It was at Harvard that Church met his future wife, a fellow graduate student named Ting Wu. He followed her across the country and back before the couple settled in Boston to grow their labs (both at Harvard) and their family (they have one daughter, now in her 20s). His wife, he says, is a much better geneticist than he. In fact, Church is fairly adamant that he’s not a scientist at all but an engineer who occasionally does some science.
Like an engineer, he tends to see the universe not as a disparate set of mysteries but as a machine with a vast array of buttons and levers, each begging to be pushed and pulled. “His approach to science is modeled after the home-brew computer clubs, where the computer revolution was started in basements and garages,” Ruvkun says. “He told me once that he’s more proud of his National Academy of Engineering membership than of his National Academy of Sciences one. Nobody else I know thinks that way.”
Here’s how it goes in most academic laboratories: A scientist develops proficiency in a handful of techniques and uses those techniques to study a handful of closely related questions. That lab attracts students and junior researchers with narrowly aligned interests and experiences. The entire system tends toward specialization, so that, by and large, molecular biologists interested in immunology and experienced with mice go to one kind of lab and neuroscientists interested in the visual system and experienced with flies go to another. Expertise is cultivated and refined and, in some cases, hoarded like wartime food rations.
Church’s lab is the opposite. Rather than seeking homogeneity, he recruits as diverse a group as possible. Physicists and neuroscientists work alongside geneticists, engineers, and entrepreneurs. “The image for me is of poking deep holes all over the place, in the fabric of science and engineering,” he says. “As we probe each of those points, we get cross talk.”
“The World Wide Web went from zero to millions of pages in a few years. Many revolutions look irrelevant before they change everything.”
The result is that his lab manages to be both one of Harvard’s top producers and a well-known receiving center for science’s misfit toys. There’s an artist encoding Wikipedia entries into apple genomes (to create a literal tree of knowledge) and an insurance industry refugee who fled his office job over a decade ago, worked several months for free while teaching himself biochemistry, and now serves as “co-head” of the lab. For a time, there was also a passenger-pigeon obsessive who had no advanced degree but had heard about Church’s mammoth de-extinction project and cold-called asking to participate; he has since gone on to lead the pigeon resurrection initiative out of a lab in California.
“We always joke that the only thing you need to do to join George’s lab is show up,” says Uri Laserson, a former student of Church’s and the co-founder of Good Start Genetics, a company that offers genetic screening for inherited diseases. “There is zero organization.
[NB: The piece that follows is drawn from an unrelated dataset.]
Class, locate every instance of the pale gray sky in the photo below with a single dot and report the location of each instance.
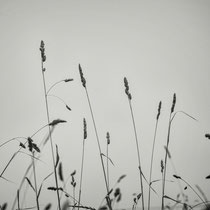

His style is just to let things happen.” It’s a scrappy kind of place, Laserson says–a little bit sink-or-swim–but not in a bad way. “Mostly, you have the constant sense that exciting things are happening or are about to happen and if you miss out on it, you have only yourself to blame.”
The projects that emerge from this controlled chaos seem to fall along a continuum. At one end, the lab applies biology to very specific non-biological problems. Data storage is an example, but lately, members of Church’s lab have been using DNA to help physicists track dark matter, a mysterious substance that makes up some 27 percent of the known universe. At the other end of the continuum, Church’s team employs the tools of other sciences to solve the problems of biology. For example, the newly developed technique FISSEQ (fluorescent in situ sequencing) draws on a few different subsets of physics to help geneticists visualize gene expression in living cells. Before FISSEQ, scientists could measure just three or four genes at a time; now, they can measure thousands at once.
Genome Editing In Six Easy Steps
But it’s the projects in the middle of the continuum–biology-based solutions for biology-based problems–that tend to garner the most attention. Many of these involve CRISPR, a genome-editing tool derived from bacteria that uses an enzyme to excise specific nucleotide sequences and swap them with others. With it, scientists can alter multiple genes at once, without having to do the arduous work of extracting, isolating, and cloning the original genetic material and cross-breeding the resulting transgenic animals. A few other tools offer a similar shortcut, but CRISPR is much quicker. “It’s the fastest thing I’ve seen yet,” Church says. “It’s like you throw a piston into a car and it finds its way to the right place and swaps out with one of the other pistons–while the motor’s running.”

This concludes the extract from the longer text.